Brown’s book about his days as a UA baseball player is only 85 pages, but it is compelling, a must-read for any young ballplayer and his/her parents. It is a cautionary tale of how difficult it is to move beyond travel-ball and high school success, and, best of all, Brown tells of his struggle as an Arizona Wildcat without bitterness.
In fact, he devotes two full pages of the book quoting his UA coach, Andy Lopez, professing respect for the man who recruited him in 2007 out of San Diego’s esteemed Rancho Bernardo High School but couldn’t find a spot for Brown in the lineup until 2012.
“Every time I look at my (NCAA championship) ring, it reminds me of all the tough times and how I overcame it,” writes Brown.
This is not the way it usually works for high-profile recruits who find themselves benched. Consider the many upper-tier recruits who recently bolted Arizona for the NCAA’s well-trafficked transfer portal — basketball guard Alex Barcello to BYU, softball’s Marissa Schuld to ASU, football’s Michael Eletise to Hawaii.
Brown stuck it out and prevailed.
“I would hope 14- and 15-year-old players would read my book as it will prepare them for what to expect,” writes Brown, who has returned to his native San Diego, where he works as a coach/instructor for the Frozen Ropes baseball/softball academy and has created a YouTube baseball training channel called “Bobby Brown Baseball.”
The good: While at Arizona, Brown met his wife, Stefanie, a Canyon del Oro High School grad. They have a 1-year-old daughter, Joelle.
The not-so-good: Brown was not drafted after his UA career and signed for a mere $1,000 bonus with the Kansas City Royals. Brown was out of pro baseball after two seasons in the low minor leagues.
But his perspective is powerful, something not to be diminished during a sensitive period when Lopez and his staff recruited future MLB outfielders Robert Refsnyder, Joey Rickard and Johnny Field after Brown spent a redshirt season at Arizona, effectively sentencing him to the bench for three more years.
He writes: “There has never been such a humiliating experience in my life than when I went to Arizona to play college baseball.”

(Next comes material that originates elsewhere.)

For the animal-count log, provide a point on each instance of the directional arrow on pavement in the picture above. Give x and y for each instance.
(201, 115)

I absorbed Brown’s book in about 90 minutes. Couldn’t put it down. In an age when so many college athletes jump from school to school to chase a mostly impossible dream, Brown found his dream by working harder and refusing to quit.
Brown’s mother, Kellie, who wrote the foreward for “Overcoming the Bench,” put into words what the parents of every travel-ball athlete in America should read — adversity awaits.
“You will refinance your house, put 350,000 miles on your SUV so you can hang on to the journey,” she writes. “There is nothing to prepare you for this. Starting at age 11 or earlier, you will spend every other weekend out of town while your child balances sports and school.”
She details the drama, the expense and the weeping. She writes that “life is not fair.”
Kellie Brown and her husband, Bruce, estimate that Bobby played in about 1,500 baseball games before he enrolled at Arizona in the fall of 2007. And when Bobby played his last game, as Arizona beat South Carolina to win the 2012 NCAA championship in Omaha, Nebraska, Kellie and Bruce Brown watched from their living room in San Diego.
“We financially could not attend,” she writes. “Just not a dime left in the coffers.”
Yet it is a book about a ring, a girl and a happy ending.